Alabama Supreme Court sued for not being anti-gay quickly enough

Shante Wolfe, left, and Tori Sisson walk to get their marriage license at the Montgomery County Probate Office in Montgomery, Ala. on Monday, Feb. 9, 2015. Sisson and Wolfe were the first couple in the county to file their marriage license.

Shante Wolfe, left, and Tori Sisson walk to get their marriage license at the Montgomery County Probate Office in Montgomery, Ala. on Monday, Feb. 9, 2015. Sisson and Wolfe were the first couple in the county to file their marriage license. Mickey Welsh, Montgomery Advertiser (AP)

The Alabama Supreme Court, including the notoriously homophobic Chief Justice Roy Moore, are being sued by a group of rightwing organizations for not ruling on a same-sex marriage case quickly enough. The groups have filed a formal complaint with state Judicial Inquiry Commission.

Marriage equality court cases have pingponged through the Alabama justice system following a federal court decision legalizing same-sex marriage. After U.S. District Judge Callie Granada’s ruling, Moore issued an administrative order to probate judges to ignore the federal court ruling and to abide by state laws.

After the Supreme Court ruling in favor of marriage equality, the Alabama Supreme Court asked the parties to submit arguments on the “effect of the Supreme Court’s decision on this court’s existing orders in this case.” After a flurry of motions and orders have followed; including another order from Moore falsely claiming that the Supreme Court’s ruling was invalid in Alabama.

“There was a lot of confusion in the state,” Moore said after issuing his January order. “That confusion results in disorder. As the administrative head of the judicial [branch in Alabama], my duty is to clarify. All I’m saying in this order, is that until there is a further decision by the [state] Supreme Court, the existing orders remain in full force.”

“While we have confidence in the wisdom and the integrity of the honorable justices on the Alabama Supreme Court, we cannot but acknowledge that such confidence weakens with each passing day that leaves [the case] unresolved,” the complaint reads. “Failure of the Alabama Supreme Court to rule expeditiously in API – despite their own request for briefs, an emergency petition, and a petition for declaratory order in a critical time of legal conflict, suggests nothing less than a dereliction of duty to constituents and other elected officials who are looking to the court for direction.
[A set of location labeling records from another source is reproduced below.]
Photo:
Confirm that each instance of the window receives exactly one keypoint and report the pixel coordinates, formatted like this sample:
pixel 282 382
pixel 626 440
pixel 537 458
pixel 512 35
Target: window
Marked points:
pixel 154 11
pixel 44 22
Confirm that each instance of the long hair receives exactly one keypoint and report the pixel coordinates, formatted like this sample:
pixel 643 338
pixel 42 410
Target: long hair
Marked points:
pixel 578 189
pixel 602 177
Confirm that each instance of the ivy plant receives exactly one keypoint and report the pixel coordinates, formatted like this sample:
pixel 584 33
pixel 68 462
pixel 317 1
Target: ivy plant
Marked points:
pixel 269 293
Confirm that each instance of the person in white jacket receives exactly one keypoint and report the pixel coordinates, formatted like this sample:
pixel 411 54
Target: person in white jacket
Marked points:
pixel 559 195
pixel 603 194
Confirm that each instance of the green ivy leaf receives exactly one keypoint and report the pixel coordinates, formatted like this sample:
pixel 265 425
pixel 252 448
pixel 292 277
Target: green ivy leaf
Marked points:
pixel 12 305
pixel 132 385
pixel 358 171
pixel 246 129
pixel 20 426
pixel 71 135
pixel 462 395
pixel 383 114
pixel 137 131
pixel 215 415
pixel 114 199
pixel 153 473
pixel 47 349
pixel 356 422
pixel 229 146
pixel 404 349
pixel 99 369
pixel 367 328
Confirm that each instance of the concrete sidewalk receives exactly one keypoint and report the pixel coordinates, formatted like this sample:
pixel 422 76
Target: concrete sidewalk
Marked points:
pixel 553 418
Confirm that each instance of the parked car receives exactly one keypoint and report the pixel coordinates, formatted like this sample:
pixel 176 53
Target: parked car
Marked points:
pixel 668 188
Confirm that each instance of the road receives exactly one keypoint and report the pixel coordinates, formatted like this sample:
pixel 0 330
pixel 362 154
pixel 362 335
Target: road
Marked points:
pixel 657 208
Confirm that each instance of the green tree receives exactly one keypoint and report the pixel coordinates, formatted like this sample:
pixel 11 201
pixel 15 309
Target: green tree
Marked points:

Canon 3 (Canons of Judicial Ethics) was no doubt established to prevent this this kind of extended silence and the negative effect such silence has had in the State of Alabama.”

The Barbour County Tea Party, Alabama Patriots, Rainy Day Patriots, Conservative Christians of Alabama, Common Sense Campaign, Christian Development and Renewal Ministries and several ministers signed on to the complaint according to World Net Daily.